This morning I awoke from a dream of swaddling our baby girl. She wasn't biologically mine & I knew that in my dream, but she was mine. She was about 6 months old & I was holding her loving her with all my heart as she wiggled about in my arms. I wish that dream was real. I wish we had a baby of our own where ever he or she comes from whether I birth him or her or not I want a baby.
Dreams like that make me miss our baby even more. My heart aches everyday for our baby. I miss being pregnant & I will never understand why it had to be our baby that was taken away. In 2 months I should be giving birth to our miracle, I should be feeling her kick me right now. I should have been pregnant this Christmas. It would have been our first Christmas as a family of 3 with our baby inside me. Our nursery would have been complete by now. But its not, my womb is empty & I'm stuck longing for the baby we lost. I want to be a mother, I should have that choice.

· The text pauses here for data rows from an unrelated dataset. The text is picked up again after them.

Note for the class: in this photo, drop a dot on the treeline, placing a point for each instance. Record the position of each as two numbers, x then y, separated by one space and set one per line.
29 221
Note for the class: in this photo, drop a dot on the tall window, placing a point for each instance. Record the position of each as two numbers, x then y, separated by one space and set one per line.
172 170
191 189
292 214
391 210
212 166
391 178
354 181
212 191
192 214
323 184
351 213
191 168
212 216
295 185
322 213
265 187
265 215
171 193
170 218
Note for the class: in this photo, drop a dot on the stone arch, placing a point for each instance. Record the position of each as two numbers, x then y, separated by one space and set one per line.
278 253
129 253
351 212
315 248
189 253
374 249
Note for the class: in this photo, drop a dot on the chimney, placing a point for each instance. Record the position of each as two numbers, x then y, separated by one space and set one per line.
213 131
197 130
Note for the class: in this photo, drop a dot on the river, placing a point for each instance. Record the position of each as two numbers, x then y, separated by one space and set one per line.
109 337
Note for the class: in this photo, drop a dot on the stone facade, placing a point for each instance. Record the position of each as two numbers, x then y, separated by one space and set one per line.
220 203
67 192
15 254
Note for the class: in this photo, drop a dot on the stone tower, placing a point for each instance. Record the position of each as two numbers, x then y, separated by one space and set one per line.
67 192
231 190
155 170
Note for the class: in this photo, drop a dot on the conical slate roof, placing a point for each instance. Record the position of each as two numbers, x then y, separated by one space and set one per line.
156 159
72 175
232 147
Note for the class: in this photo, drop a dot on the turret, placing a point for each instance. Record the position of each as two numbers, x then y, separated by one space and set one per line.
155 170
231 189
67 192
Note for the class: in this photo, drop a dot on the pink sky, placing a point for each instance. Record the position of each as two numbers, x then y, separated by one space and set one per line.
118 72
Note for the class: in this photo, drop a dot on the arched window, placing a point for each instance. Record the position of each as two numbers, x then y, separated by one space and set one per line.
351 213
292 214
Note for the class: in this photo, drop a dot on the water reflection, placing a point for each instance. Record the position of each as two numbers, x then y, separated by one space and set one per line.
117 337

This is a pain that cannot be explained, the loss, the death of a dream... But I'm still dreaming. I have faith that one day our dream will come true. Until then we pray, we hurt, we miss, we wonder why & we just keep on keeping on. We have better days ahead & even if we never get to be parents on this earth, we are parents & we will be reunited with our angel in heaven.
I just got the chills reading this. I also had a dream like this. I saw and felt myself breast feeding my baby boy. I knew in the dream he wasn't mine but he felt like my own.